# DDPG - Deep Deterministic Policy Gradient
DDPG is the deep reinforcement learning implementation of DPG - Deterministic Policy Gradient - that employs the methods learnt from DQN to DPG. The DPG algorithm is a policy gradient method that uses a determinisitc policy instead of a stochastic one. This created the question of how to calculate the gradient of the action if it has no probability to which it was shown to be quite simple and easy. DPG offers more efficient gradient estimation than classical policy gradient methods and ,in practice, has been shown to outperform stochastic counterparts.
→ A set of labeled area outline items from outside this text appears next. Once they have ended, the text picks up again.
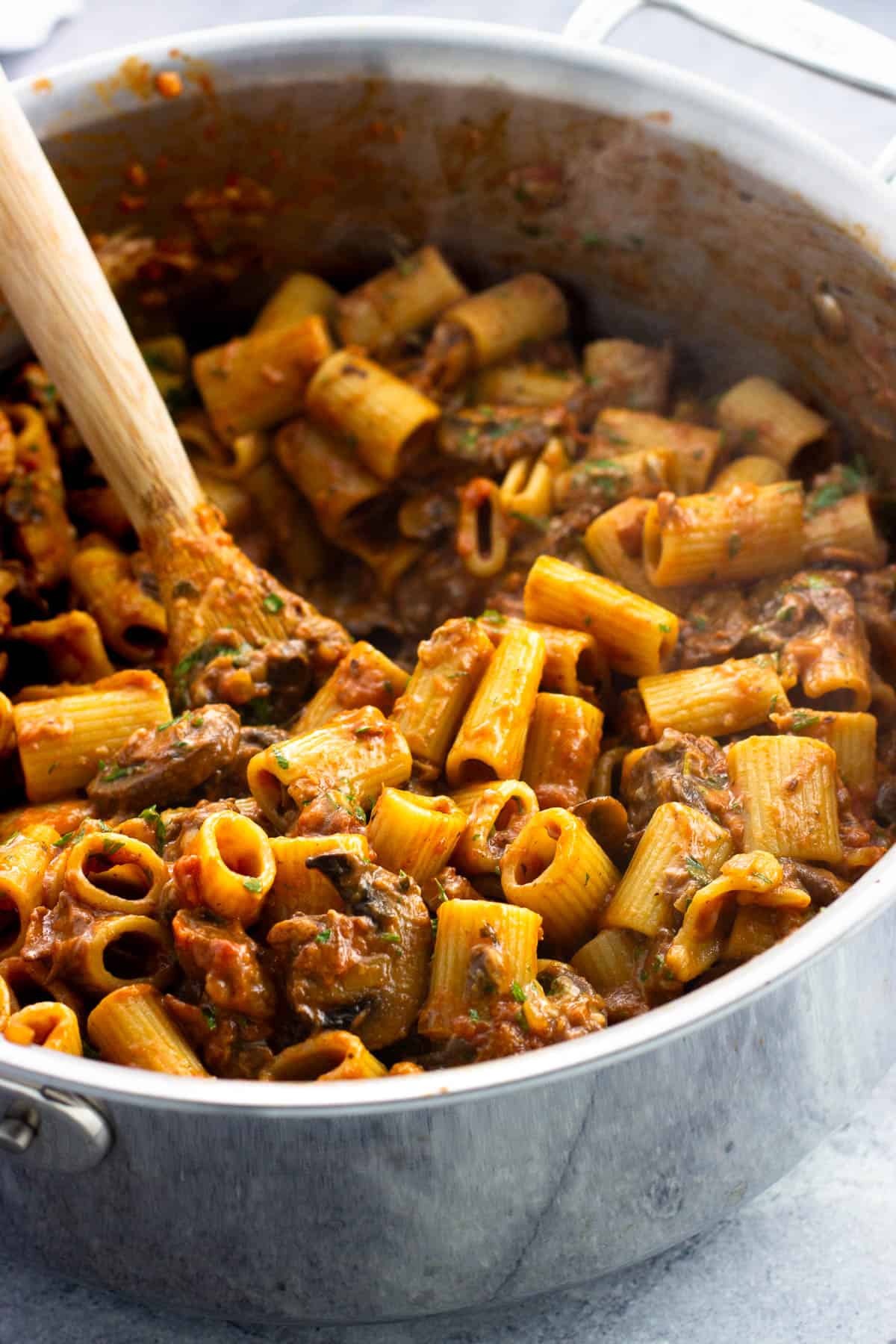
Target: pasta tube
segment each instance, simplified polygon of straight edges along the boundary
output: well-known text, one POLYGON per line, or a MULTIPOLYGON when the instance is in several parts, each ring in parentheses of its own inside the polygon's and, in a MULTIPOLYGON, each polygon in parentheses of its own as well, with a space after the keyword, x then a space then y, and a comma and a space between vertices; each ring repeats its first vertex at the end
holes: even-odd
POLYGON ((87 1035, 113 1064, 208 1077, 152 985, 128 985, 101 999, 87 1017, 87 1035))
POLYGON ((638 449, 664 449, 672 458, 674 489, 692 495, 705 489, 720 445, 717 429, 665 419, 649 411, 610 409, 598 415, 588 456, 614 457, 638 449))
POLYGON ((340 298, 336 331, 343 345, 377 353, 430 327, 465 297, 466 288, 438 247, 420 247, 340 298))
POLYGON ((864 491, 818 509, 813 509, 810 497, 805 534, 807 564, 834 560, 877 570, 887 563, 887 542, 875 527, 864 491))
POLYGON ((814 738, 744 738, 728 750, 744 805, 744 845, 785 859, 840 863, 837 755, 814 738))
POLYGON ((13 1012, 17 1011, 16 996, 9 988, 9 981, 5 976, 0 976, 0 1031, 9 1021, 13 1012))
POLYGON ((497 997, 524 993, 537 969, 541 919, 533 910, 492 900, 439 906, 430 992, 419 1030, 431 1040, 453 1035, 458 1017, 488 1016, 497 997))
POLYGON ((239 812, 206 817, 184 852, 199 855, 199 894, 222 919, 251 925, 274 883, 274 853, 262 828, 239 812))
POLYGON ((0 957, 19 952, 32 911, 43 905, 43 878, 58 839, 52 827, 31 825, 0 845, 0 957))
POLYGON ((594 933, 618 880, 588 828, 566 808, 537 812, 501 859, 506 900, 540 914, 545 938, 566 952, 594 933))
POLYGON ((79 695, 21 702, 13 707, 19 759, 31 802, 82 789, 101 761, 134 728, 171 719, 165 683, 152 672, 116 672, 79 695))
POLYGON ((445 766, 449 784, 520 777, 543 667, 541 636, 524 628, 508 630, 449 751, 445 766))
POLYGON ((63 1055, 81 1055, 78 1017, 67 1004, 28 1004, 13 1012, 3 1035, 15 1046, 43 1046, 63 1055))
POLYGON ((392 722, 407 741, 416 769, 424 778, 435 778, 492 660, 492 641, 476 621, 457 618, 423 640, 416 656, 392 722))
POLYGON ((339 349, 308 386, 309 414, 343 434, 375 476, 392 481, 429 444, 439 407, 369 359, 339 349))
POLYGON ((678 617, 611 579, 540 555, 523 594, 529 621, 592 634, 610 667, 629 676, 660 672, 678 640, 678 617))
POLYGON ((866 798, 873 796, 877 782, 877 718, 873 714, 794 710, 778 726, 783 732, 799 732, 830 743, 846 788, 866 798))
POLYGON ((265 918, 275 925, 294 914, 320 915, 326 910, 341 910, 344 902, 333 883, 317 868, 306 867, 306 860, 317 853, 353 853, 369 859, 367 836, 352 832, 332 836, 271 836, 274 855, 274 884, 265 903, 265 918))
POLYGON ((348 445, 310 421, 283 425, 274 452, 330 539, 353 534, 371 512, 371 503, 383 495, 383 482, 360 465, 348 445))
POLYGON ((557 695, 592 696, 595 689, 609 685, 610 669, 592 634, 586 630, 566 630, 560 625, 523 621, 501 612, 485 612, 480 625, 493 644, 500 644, 506 632, 525 625, 544 641, 544 668, 541 689, 557 695))
POLYGON ((576 695, 541 691, 535 698, 523 778, 541 808, 574 808, 586 800, 602 730, 600 710, 576 695))
POLYGON ((509 359, 527 341, 549 340, 570 323, 566 298, 545 276, 514 276, 463 298, 446 319, 469 336, 478 368, 509 359))
POLYGON ((86 536, 69 577, 110 649, 129 663, 160 656, 168 638, 165 609, 137 583, 130 559, 114 542, 95 532, 86 536))
POLYGON ((249 430, 231 439, 219 438, 204 411, 191 411, 177 421, 177 433, 197 470, 220 481, 240 481, 262 462, 270 441, 262 430, 249 430))
POLYGON ((154 914, 167 880, 156 851, 121 831, 89 831, 66 852, 64 890, 103 914, 154 914))
POLYGON ((466 813, 466 825, 451 863, 470 878, 498 874, 510 840, 539 810, 539 800, 521 780, 497 780, 458 789, 454 801, 466 813))
POLYGON ((715 878, 732 848, 728 832, 705 812, 684 802, 661 804, 603 914, 603 926, 654 938, 670 923, 674 903, 715 878))
POLYGON ((711 738, 727 737, 766 723, 774 711, 790 708, 787 692, 768 655, 642 676, 638 691, 657 739, 665 728, 711 738))
POLYGON ((367 812, 380 789, 404 784, 411 767, 408 745, 395 723, 364 706, 259 751, 249 762, 247 778, 265 816, 286 831, 297 810, 326 789, 339 789, 367 812))
POLYGON ((333 345, 320 316, 203 351, 193 379, 215 433, 234 439, 297 415, 333 345))
POLYGON ((774 457, 736 457, 723 466, 712 482, 719 495, 733 491, 736 485, 774 485, 787 478, 787 472, 774 457))
POLYGON ((746 378, 719 401, 719 423, 735 442, 790 466, 801 448, 827 433, 827 421, 771 378, 746 378))
POLYGON ((263 1077, 275 1083, 325 1083, 384 1078, 387 1071, 351 1031, 320 1031, 274 1055, 263 1077))
POLYGON ((298 716, 296 730, 310 732, 329 723, 343 710, 373 704, 390 715, 408 681, 407 672, 367 640, 353 644, 324 685, 298 716))
POLYGON ((574 970, 594 985, 599 995, 634 980, 643 957, 643 941, 631 929, 602 929, 579 948, 571 961, 574 970))
POLYGON ((677 587, 798 569, 802 511, 798 481, 742 485, 727 495, 661 495, 643 520, 647 578, 657 587, 677 587))
POLYGON ((146 915, 98 915, 69 953, 67 977, 91 995, 164 980, 173 961, 171 934, 146 915))
POLYGON ((684 913, 681 929, 665 956, 676 980, 695 980, 719 960, 725 943, 719 917, 731 899, 786 910, 805 910, 810 905, 806 891, 783 882, 783 870, 774 855, 762 849, 735 855, 723 863, 713 882, 696 892, 684 913))
POLYGON ((408 872, 422 886, 447 864, 465 827, 466 816, 451 798, 383 789, 367 835, 377 863, 408 872))
MULTIPOLYGON (((40 649, 60 681, 97 681, 114 671, 99 626, 86 612, 60 612, 48 621, 13 625, 5 632, 5 638, 40 649)), ((59 692, 54 688, 52 694, 59 692)))
POLYGON ((629 499, 606 509, 586 530, 584 548, 599 574, 646 597, 657 606, 682 616, 693 601, 695 590, 658 589, 647 578, 643 563, 643 520, 649 508, 650 500, 629 499))
POLYGON ((488 406, 562 406, 582 387, 582 375, 544 364, 497 364, 473 379, 473 398, 488 406))
POLYGON ((510 527, 496 481, 477 476, 461 491, 457 552, 470 574, 493 578, 506 564, 510 527))
POLYGON ((270 296, 253 323, 251 335, 282 331, 286 327, 294 327, 305 317, 322 317, 325 321, 332 321, 339 302, 339 294, 325 280, 297 270, 287 276, 270 296))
DPG is regarded as an off policy actor-critic method that utilises stochastic/exploratory policies to learn a deterministic target policy.

The Deterministic Policy Gradient is as follows:
$\begin{aligned}
\nabla_\theta J(\theta) 
&= \int_\mathcal{S} \rho^\mu(s) \nabla_a Q^\mu(s, a) \nabla_\theta \mu_\theta(s) \rvert_{a=\mu_\theta(s)} ds \\
&= \mathbb{E}_{s \sim \rho^\mu} [\nabla_a Q^\mu(s, a) \nabla_\theta \mu_\theta(s) \rvert_{a=\mu_\theta(s)}]
\end{aligned}$

DDPG is essentially a combination of DPG and DQN where DDPG makes DQN able to work in continuous environments. 

The following is the DDPG Pseudocode:
![Pseudocode](https://lilianweng.github.io/lil-log/assets/images/DDPG_algo.png)

Since the policy is deterministic, noise is added to the behaviour policy to aid exploration.

## Continuous Policy
The continuous action space policy for DPG is deterministic which means we only need one neural network to approximate the action value.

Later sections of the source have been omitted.